One step activation by ammonium chloride toward N-doped porous carbon from camellia oleifera for supercapacitor with high specific capacitance and rate capability

Abstract

In recent years, various biomasses (such as coconut, cotton, wheat straw, basswood, bamboo, etc.) have been utilized to prepare porous carbon materials (PCMs) through carbonization and/or physical/chemical activation. Most of these carbon materials are limited by the electric double-layer capacitance, resulting in a limited specific capacitance. Moreover, the preparation processes are often complicated and the carbon yield is low. Therefore, from the perspective of green and sustainable preparation of PCMs with high carbon yield and high performance, in this study, N-doped porous carbon electrodes were prepared by one-step activation carbonization method using camellia oleifera branches as raw material and NH 4 Cl as the activator.
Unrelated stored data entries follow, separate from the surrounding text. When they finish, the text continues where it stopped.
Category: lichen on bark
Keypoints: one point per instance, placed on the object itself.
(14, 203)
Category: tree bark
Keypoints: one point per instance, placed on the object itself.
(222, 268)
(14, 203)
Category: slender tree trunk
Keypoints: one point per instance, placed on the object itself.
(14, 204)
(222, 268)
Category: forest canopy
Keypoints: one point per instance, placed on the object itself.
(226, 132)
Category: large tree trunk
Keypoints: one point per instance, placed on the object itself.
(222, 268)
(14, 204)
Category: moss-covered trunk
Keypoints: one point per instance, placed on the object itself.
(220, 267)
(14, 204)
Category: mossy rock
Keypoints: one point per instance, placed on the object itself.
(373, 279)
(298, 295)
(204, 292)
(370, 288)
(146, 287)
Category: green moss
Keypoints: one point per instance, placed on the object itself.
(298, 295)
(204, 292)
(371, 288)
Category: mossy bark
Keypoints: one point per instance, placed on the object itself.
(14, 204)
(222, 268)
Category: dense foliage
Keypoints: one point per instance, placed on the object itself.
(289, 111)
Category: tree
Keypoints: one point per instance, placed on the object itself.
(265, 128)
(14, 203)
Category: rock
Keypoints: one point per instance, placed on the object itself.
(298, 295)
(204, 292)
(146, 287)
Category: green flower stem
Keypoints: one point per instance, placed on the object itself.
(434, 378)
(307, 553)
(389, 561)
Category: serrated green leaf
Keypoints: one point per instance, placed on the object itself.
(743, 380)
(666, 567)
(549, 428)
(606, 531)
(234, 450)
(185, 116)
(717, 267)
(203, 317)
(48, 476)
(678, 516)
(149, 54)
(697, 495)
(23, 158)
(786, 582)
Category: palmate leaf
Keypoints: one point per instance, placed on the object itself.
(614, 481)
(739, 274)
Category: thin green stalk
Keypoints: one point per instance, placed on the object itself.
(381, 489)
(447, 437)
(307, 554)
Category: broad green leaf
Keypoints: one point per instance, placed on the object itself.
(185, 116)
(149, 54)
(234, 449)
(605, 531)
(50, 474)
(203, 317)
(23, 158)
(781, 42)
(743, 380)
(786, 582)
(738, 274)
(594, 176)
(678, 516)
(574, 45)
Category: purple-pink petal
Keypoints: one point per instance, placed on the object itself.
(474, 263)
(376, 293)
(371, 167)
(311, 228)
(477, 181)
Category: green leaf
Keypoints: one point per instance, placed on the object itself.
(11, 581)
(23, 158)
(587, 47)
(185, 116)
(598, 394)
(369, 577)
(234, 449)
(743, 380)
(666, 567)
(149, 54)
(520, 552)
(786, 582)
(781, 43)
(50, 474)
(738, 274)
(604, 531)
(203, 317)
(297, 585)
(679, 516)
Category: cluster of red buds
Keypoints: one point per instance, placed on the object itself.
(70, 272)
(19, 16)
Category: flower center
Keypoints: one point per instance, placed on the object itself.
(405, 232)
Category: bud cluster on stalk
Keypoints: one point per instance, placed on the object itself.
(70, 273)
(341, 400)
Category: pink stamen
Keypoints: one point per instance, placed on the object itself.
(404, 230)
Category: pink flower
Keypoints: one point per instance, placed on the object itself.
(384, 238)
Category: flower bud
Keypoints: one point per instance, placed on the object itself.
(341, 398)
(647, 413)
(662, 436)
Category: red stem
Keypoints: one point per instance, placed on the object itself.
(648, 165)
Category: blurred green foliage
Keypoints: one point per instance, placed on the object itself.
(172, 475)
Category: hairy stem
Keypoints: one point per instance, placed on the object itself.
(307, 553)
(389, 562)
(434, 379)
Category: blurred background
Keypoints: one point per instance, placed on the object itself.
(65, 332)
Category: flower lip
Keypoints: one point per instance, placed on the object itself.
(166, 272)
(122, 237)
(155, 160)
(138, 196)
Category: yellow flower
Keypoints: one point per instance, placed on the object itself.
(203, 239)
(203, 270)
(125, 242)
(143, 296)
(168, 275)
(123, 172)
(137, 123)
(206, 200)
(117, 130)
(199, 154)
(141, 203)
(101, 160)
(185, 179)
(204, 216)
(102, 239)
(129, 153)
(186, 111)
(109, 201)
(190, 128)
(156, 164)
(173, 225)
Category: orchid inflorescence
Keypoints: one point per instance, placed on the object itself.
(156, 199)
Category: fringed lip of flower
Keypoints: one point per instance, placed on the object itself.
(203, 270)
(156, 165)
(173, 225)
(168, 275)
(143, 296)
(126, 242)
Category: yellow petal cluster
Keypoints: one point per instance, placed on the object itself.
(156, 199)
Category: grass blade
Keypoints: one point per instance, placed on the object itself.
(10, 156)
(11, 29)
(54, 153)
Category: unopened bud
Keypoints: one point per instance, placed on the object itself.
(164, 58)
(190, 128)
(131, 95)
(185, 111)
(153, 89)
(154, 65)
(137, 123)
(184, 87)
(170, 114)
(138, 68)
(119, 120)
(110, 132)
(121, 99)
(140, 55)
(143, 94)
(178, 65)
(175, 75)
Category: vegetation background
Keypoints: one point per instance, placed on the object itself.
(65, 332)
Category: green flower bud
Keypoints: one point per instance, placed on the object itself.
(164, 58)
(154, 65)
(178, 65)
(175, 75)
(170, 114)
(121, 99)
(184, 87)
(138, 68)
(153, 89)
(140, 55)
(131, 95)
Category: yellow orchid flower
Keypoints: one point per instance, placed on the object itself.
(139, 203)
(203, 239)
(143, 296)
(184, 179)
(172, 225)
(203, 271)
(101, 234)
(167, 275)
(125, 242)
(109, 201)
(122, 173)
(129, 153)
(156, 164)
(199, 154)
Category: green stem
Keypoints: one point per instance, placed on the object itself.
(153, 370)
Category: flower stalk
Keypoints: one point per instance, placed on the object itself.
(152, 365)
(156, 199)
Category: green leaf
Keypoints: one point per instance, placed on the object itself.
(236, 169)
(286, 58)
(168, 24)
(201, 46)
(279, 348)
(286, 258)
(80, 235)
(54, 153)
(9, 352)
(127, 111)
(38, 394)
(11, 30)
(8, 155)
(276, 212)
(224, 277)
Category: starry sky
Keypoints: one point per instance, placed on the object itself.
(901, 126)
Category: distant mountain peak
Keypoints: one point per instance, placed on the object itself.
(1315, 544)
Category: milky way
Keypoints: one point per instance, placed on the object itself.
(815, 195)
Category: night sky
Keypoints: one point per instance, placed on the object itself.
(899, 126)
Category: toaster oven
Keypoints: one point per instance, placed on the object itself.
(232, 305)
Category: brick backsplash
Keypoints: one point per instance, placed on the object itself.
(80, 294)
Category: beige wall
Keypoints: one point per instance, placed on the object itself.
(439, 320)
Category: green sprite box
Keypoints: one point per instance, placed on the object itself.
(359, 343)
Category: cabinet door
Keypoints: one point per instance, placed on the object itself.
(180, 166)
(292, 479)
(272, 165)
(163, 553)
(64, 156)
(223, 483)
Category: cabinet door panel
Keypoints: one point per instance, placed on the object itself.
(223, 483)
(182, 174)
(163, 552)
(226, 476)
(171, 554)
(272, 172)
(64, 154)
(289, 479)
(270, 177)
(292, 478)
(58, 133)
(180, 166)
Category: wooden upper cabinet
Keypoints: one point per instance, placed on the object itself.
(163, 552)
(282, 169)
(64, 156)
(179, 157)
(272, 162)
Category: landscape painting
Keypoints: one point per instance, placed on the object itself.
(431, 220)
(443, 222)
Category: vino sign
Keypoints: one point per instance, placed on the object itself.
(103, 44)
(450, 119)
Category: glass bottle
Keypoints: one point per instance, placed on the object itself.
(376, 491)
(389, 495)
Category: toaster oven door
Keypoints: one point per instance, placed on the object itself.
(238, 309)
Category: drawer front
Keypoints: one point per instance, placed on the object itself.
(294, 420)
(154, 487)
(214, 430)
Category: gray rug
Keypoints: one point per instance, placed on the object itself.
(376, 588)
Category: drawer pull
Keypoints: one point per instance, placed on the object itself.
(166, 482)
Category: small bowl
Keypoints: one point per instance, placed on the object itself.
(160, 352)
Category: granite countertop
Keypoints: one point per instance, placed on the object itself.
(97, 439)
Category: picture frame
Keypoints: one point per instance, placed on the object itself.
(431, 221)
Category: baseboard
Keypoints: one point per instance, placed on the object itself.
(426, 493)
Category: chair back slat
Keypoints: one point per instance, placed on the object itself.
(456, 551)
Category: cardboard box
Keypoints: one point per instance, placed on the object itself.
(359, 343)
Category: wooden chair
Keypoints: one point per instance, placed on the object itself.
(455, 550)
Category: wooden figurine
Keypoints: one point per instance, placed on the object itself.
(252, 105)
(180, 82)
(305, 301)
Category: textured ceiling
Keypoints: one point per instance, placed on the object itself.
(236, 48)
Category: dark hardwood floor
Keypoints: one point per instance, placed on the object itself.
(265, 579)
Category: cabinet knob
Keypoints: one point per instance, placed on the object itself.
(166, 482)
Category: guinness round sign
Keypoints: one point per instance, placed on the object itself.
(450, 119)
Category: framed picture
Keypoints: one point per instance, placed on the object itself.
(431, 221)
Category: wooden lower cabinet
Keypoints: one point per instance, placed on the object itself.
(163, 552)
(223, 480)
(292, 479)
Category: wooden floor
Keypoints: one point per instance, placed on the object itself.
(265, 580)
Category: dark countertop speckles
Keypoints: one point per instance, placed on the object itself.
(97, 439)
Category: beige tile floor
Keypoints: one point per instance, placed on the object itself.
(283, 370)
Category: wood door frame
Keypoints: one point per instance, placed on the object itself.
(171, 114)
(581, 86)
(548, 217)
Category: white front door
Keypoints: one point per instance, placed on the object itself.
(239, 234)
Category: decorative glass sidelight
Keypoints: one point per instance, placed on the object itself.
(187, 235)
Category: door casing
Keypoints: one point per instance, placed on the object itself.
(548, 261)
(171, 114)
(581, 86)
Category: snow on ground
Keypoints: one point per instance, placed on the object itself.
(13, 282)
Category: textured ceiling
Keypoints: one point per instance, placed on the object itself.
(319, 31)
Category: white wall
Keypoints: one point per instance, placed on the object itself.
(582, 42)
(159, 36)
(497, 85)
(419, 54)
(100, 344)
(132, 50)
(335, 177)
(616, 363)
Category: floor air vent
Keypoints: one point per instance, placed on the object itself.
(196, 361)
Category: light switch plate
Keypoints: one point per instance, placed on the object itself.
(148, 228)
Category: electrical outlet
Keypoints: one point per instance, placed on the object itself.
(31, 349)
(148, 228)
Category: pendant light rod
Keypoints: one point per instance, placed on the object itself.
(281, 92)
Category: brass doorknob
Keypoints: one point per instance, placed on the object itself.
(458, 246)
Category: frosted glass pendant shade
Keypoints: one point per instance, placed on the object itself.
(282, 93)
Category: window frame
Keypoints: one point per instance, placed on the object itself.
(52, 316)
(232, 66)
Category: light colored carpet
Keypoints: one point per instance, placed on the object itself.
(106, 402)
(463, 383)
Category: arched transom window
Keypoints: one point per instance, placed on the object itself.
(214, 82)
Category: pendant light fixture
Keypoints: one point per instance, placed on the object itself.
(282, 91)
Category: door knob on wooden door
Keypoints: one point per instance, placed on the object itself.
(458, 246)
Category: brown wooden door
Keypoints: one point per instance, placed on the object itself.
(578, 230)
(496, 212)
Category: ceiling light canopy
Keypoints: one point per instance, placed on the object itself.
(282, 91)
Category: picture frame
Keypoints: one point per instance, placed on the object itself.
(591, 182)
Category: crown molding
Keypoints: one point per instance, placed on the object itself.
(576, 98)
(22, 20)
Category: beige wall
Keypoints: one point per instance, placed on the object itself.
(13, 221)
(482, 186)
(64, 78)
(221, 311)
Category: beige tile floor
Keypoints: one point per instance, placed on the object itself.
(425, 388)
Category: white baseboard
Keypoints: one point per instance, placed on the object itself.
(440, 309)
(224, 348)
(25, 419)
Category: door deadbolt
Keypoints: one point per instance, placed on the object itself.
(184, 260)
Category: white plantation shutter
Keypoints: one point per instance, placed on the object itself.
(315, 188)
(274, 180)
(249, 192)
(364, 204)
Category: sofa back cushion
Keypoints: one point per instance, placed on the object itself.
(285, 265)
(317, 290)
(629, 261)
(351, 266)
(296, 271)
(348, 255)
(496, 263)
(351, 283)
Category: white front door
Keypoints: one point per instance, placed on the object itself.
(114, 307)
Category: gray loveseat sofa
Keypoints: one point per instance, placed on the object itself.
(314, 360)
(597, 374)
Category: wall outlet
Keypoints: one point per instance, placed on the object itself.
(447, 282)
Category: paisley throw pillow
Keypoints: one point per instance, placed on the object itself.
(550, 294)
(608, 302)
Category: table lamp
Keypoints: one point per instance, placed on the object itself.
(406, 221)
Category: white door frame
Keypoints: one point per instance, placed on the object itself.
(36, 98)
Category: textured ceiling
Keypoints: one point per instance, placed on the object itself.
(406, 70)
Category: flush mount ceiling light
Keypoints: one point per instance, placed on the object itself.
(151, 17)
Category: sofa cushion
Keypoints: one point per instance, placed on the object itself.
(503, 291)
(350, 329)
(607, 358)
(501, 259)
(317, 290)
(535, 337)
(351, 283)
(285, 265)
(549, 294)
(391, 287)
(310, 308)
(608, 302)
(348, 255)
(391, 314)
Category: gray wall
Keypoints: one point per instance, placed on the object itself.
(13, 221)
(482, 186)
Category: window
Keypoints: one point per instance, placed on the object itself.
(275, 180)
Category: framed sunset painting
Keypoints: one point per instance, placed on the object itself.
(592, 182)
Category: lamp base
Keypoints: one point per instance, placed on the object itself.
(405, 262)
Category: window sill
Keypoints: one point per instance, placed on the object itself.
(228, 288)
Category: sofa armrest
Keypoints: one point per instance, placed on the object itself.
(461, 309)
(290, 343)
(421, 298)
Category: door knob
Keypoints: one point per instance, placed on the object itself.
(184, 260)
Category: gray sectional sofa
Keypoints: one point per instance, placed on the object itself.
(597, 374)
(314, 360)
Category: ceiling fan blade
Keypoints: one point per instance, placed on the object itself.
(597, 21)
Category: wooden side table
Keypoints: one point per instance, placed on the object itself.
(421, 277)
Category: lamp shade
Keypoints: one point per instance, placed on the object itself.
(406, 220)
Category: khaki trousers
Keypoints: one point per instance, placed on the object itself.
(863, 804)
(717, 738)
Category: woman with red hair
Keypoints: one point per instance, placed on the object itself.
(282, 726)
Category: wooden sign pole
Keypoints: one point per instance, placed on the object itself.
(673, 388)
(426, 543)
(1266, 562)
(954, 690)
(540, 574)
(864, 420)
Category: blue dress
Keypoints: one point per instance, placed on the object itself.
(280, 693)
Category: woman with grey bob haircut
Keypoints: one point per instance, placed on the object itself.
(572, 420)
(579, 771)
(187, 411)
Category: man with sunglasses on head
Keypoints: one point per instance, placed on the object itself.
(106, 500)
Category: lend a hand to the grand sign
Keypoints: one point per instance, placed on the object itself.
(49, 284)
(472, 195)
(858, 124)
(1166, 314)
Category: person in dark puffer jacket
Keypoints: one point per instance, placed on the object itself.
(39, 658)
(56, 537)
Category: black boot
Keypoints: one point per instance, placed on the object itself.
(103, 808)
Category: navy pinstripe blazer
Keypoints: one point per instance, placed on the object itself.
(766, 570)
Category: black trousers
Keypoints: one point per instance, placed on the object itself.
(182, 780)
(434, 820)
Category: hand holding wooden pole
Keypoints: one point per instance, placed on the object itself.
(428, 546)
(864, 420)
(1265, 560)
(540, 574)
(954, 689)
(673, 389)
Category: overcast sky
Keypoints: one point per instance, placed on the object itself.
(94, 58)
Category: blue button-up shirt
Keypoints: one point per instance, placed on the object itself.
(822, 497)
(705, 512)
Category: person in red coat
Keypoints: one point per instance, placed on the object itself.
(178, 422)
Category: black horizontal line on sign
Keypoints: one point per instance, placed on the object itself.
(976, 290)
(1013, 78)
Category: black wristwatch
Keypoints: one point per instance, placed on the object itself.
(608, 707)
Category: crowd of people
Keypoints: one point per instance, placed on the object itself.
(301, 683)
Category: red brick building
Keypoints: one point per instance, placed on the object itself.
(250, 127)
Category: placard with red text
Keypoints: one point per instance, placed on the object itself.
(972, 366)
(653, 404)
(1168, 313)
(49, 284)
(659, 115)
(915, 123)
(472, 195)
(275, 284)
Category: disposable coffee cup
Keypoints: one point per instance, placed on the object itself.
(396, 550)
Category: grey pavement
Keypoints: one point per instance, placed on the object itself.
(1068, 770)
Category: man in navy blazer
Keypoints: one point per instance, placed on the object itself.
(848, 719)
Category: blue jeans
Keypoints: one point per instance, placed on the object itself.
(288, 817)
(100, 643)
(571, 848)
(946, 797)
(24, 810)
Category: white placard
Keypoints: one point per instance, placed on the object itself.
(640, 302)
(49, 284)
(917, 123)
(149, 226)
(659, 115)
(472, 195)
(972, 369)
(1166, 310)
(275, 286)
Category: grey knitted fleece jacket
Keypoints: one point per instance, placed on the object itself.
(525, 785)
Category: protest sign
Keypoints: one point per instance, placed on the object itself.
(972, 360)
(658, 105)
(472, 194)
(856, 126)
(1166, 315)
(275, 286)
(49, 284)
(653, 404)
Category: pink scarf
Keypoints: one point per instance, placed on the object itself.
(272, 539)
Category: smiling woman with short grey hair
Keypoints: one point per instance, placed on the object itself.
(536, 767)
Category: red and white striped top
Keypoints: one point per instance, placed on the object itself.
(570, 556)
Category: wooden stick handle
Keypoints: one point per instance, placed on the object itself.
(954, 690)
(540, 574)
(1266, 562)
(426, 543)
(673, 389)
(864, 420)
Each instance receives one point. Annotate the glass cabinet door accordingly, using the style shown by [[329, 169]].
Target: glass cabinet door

The N-doped NCW-2 sample has a rational hierarchical porous structure and high N doping amount (3.35 at. %) and exhibited optimal rate performance with a specific capacitance of 250 F g −1 at 50 A g −1 . The symmetrical device also presented excellent performance with a capacitance retention of 93.7 % after cycling 30,000 times at 20 A g −1 and delivered superior rate performances of 22.3 W h kg −1 @100 W kg −1 to 11.8 W h kg −1 @4800 W kg −1 . This work may provide a certain reference for the preparation of N-doped biomass-derived PCMs and widen its practical application in supercapacitor devices. • The self-supporting N-doped porous carbon can be directly used without posttreatment. • The mechanism of doping and activation are preliminarily proposed. • The as-prepared material has a high nitrogen doping of 3.35 at. %. • Electrodes exhibited a high specific capacitance of 250 F g −1 even at 50 A g −1 . • The symmetrical device showed a capacitance retention of 93.7 % after 30,000 cycles.